The question in Colombia at the moment is the question of peace as the FARC, the revolutionary guerrillas, have been more than willing to lay down their arms and accept a peace deal in order to challenge the right wing at the polls as a political party. However, despite overwhelming popular support for the peace process, the current president Ivan Duque, a protégé of Uribe’s, opposes it and allows the guerrillas to be assassinated by still highly active right-wing killers as the former guerillas, having surrendered their weapons, are now defenseless.
None of this is even hinted at in Wild District which is not much more than a sounding board and rationale for far-right sentiment and continued slaughter in the country. The FARC are portrayed as bloodthirsty kidnappers of children, ignoring any rooted connection they have with the peasantry, and as simply sadistic killers and grudge-bearing executioners of those who would desert them, forgetting that the FARC as a unit has pushed for peaceful disarmament. There is no mention of the far-right death squads who hunt them.
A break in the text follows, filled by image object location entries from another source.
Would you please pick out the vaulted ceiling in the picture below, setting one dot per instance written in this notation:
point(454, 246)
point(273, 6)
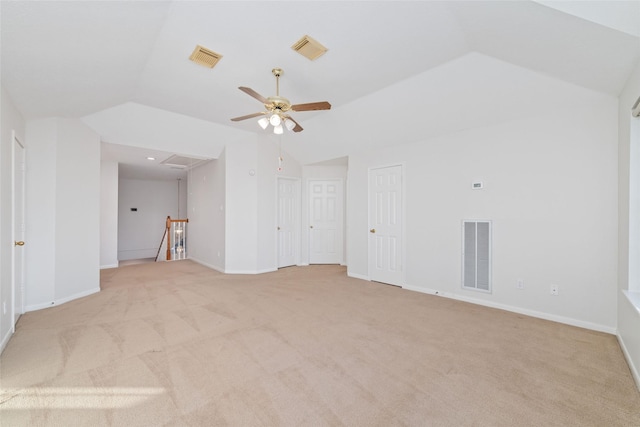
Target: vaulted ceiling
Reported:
point(110, 62)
The series is so far right it would have difficulty even finding a place on the Fox Network, though it might fit comfortably in an evening slot on the Fox News Network between discredited Fox commentators Bill O’Reilly and Megan Kelly. This series makes Jack Webb, the McCarthyite-era creator of Dragnet, look like Bernie Sanders. It lacks the subtlety of even a 24 or a Homeland where at least the ideological message is more complicated, and subtly obscured.
Its one positive feature is the lead character, Jhon Jeiver, a “light foot” FARC former assassin who creeps up on everyone but whose effort to insert himself into everyday life is touching and includes his attempt to reestablish a relationship with his son. In a well-drawn scene in the market where he has found work, Jhon tells a female customer seeking a solution for a burn to forget a pharmaceutical remedy, and instead shows her how to apply the healing plants aloe and calendula (marigold) that he learned in the jungle. His nemesis on the series is of course the snivelling, sadistic jungle revolutionary who wants to continue the fighting, the exact opposite of the contemporary Colombian reality.
The difference in the two series is strikingly apparent in the use of the names of the Colombian leaders. In the far-right Wild District, “Duque,” the current leader now accused in the press of corruption and who opposes the peace process, is the name of the tough on the outside but heart-of-gold female detective who is Jhon’s handler. In Green Frontier, “Uribe” is the corrupt head of the local police who orders the assassination of Helena, the eventual protector of the jungle and of the authentic Latin American heritage.
The ideological difference between the two series is shocking, although ultimately of course both series contribute to the profits of Netflix. However, there is still a stark contrast between two views of Latin America. Green Frontier is allied with the Bolivarian Revolution which attempts to redistribute wealth and raise the living standard of the continent’s poorest, often those with an indigenous or African background. Wild District aligns itself with the Bolsonarian Revolution which attempts to sell off both the natural and cultural heritage of the continent in its return of wealth back to the richest.
One revolution attempts, as does Helena, to preserve the continent. The other, which like Wild District characterizes all efforts at change as savage, instead attempts, as can be seen in the murderous spread of the coronavirus out from Brazil to its neighbours, to destroy the continent and keep it under the colonial heel.
Dennis Broe
This article first appeared on Culture Matters.